GK: Gustafson-Kessel Clustering Program

Background

Clustering has been used as a popular technique for finding groups of genes that show similar expression patterns under multiple experimental conditions. Many clustering methods have been proposed for clustering gene-expression data, including the hierarchical clustering, k-means clustering and self-organizing map (SOM). However, the conventional methods are limited to identify different shapes of clusters because they use a fixed distance norm when calculating the distance between genes.

This program detects clusters of different geometical shapes in a data set by exploiting an adaptive distance norm. The adaptive norm is calculated by a fuzzy covariance matrix of each cluster in which the eigenstructure of the covariance matrix is used as an indicator of the shape of the cluster.

The main technical ideas behind how this program works appear in these papers:

Dae-Won Kim, Kwang H. Lee, and Doheon Lee, "Detecting Clusters of Different Geometrical Shapes in Microarray Gene Expression Data," Bioinformatics 21(9):1927-1934, 2005.

R. Babuska, Fuzzy Modeling For Control. Kluwer Academic Publishers, Boston, 1998.

E.E. Gustafson and W. Kessel, "Fuzzy clustering with a fuzzy covariance matrix," Proc. IEEE Conf. on Decision and Control, San Diego, IEEE Press, Piscataway, NJ, pp. 761-766, 1979.
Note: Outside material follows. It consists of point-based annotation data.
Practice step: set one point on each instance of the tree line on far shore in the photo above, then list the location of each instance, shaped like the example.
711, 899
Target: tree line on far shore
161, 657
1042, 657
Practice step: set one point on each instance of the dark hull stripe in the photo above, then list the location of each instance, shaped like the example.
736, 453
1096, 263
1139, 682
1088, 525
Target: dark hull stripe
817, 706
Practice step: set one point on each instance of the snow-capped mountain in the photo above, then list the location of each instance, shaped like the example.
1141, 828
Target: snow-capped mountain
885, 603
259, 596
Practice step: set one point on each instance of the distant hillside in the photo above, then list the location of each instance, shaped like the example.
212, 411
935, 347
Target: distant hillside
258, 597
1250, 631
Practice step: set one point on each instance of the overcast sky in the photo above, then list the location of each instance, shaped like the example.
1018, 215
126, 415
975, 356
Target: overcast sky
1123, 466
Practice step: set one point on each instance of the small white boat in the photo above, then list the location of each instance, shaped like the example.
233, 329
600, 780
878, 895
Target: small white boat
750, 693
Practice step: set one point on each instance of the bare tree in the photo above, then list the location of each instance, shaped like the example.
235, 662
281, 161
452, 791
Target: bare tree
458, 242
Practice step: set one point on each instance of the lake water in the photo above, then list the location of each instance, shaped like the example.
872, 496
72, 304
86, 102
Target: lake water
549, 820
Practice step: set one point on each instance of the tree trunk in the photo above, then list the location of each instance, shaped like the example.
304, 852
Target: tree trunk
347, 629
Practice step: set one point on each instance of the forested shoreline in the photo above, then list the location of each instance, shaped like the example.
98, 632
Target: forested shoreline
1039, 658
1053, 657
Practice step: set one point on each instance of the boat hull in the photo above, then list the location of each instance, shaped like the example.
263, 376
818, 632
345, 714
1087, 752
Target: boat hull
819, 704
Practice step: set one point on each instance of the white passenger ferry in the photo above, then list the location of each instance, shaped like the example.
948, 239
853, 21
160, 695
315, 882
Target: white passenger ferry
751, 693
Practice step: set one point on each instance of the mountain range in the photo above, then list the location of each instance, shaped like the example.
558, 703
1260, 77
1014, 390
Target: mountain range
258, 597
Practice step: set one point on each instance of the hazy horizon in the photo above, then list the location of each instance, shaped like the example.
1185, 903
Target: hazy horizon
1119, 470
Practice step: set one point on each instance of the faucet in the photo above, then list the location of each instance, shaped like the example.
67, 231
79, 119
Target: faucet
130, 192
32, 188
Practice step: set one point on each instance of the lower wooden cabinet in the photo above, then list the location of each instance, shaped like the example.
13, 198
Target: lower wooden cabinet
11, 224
This software is a Java implementation of GK clustering method, highy specialized on problems of bioinformatics. The original version of this program was written by Dae-Won Kim.


Download

This program is available for download for non-commercial use, licensed under the GNU General Public License, which is allows its use for research purposes or other free software projects but does not allow its incorporation into any type of commerical software.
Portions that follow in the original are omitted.